7.)  Family may or may not understand or be supportive.  They may judge, blame, point fingers, talk badly about you to your children, other family members, or their circle of friends.  It will be humiliating at best, but try to understand that they too are mourning the loss of their family unit as they have known it.  Hopefully with time, listening and understanding, they will come to understand and respect your decisions.  They may even be unaccepting or intolerant of your new relationship. This will be the toughest part.  Be patient and ready to forgive them.  Eventually they will miss your company and any family bond you once had.  Unfortunately, this can take years; in my case, it is taking many years. I remain hopeful and focus on my life and living it to the fullest. People can be powerful, so do not let them cause you to feel regret or remorse.  You are only responsible for your own feelings and reactions; not theirs.  I cannot tell you how many people have said this to me over the years…friends with similar experiences, therapists, and even strangers.

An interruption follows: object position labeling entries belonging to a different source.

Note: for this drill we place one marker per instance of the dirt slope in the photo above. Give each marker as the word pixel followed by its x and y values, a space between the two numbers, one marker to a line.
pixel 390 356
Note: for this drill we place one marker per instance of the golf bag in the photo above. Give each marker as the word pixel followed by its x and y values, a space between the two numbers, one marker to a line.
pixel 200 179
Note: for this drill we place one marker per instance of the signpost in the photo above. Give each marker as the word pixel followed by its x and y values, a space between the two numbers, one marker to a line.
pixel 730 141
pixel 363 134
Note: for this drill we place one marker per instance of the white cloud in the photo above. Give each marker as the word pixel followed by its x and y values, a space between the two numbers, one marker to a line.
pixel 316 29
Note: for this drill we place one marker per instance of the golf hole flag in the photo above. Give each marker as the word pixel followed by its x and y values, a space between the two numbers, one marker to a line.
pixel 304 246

Holidays and monumental family events are the hardest.  You must make new traditions; whether that be with your new spouse, friends or neighbors.  I remain hopeful that one day hearts will soften and acceptance will happen.

“There is a big difference between giving up and letting go. Giving up means selling yourself short. It means allowing fear and struggle to limit your opportunities and keep you stuck. Letting go means freeing yourself from something that is no longer serving you. It means removing toxic people and belief systems from your life so that you can make room for relationships and ideas that are conducive to your well-being and happiness. Giving up reduces your life. Letting go expands it. Giving up is imprisoning. Letting go is liberation. Giving up is self-defeat. Letting go is self-care.

So the next time you make the decision to release something or someone that is stifling your happiness and growth, and a person has the audacity to accuse you of giving up or being weak, remind yourself of the difference. Remind yourself that you don’t need anyone’s permission or approval to live your life in the way that feels right. No one has the authority to tell you who to be or how to live. No one gets to decide what your life should look like or who should be a part of it. No one, but you.”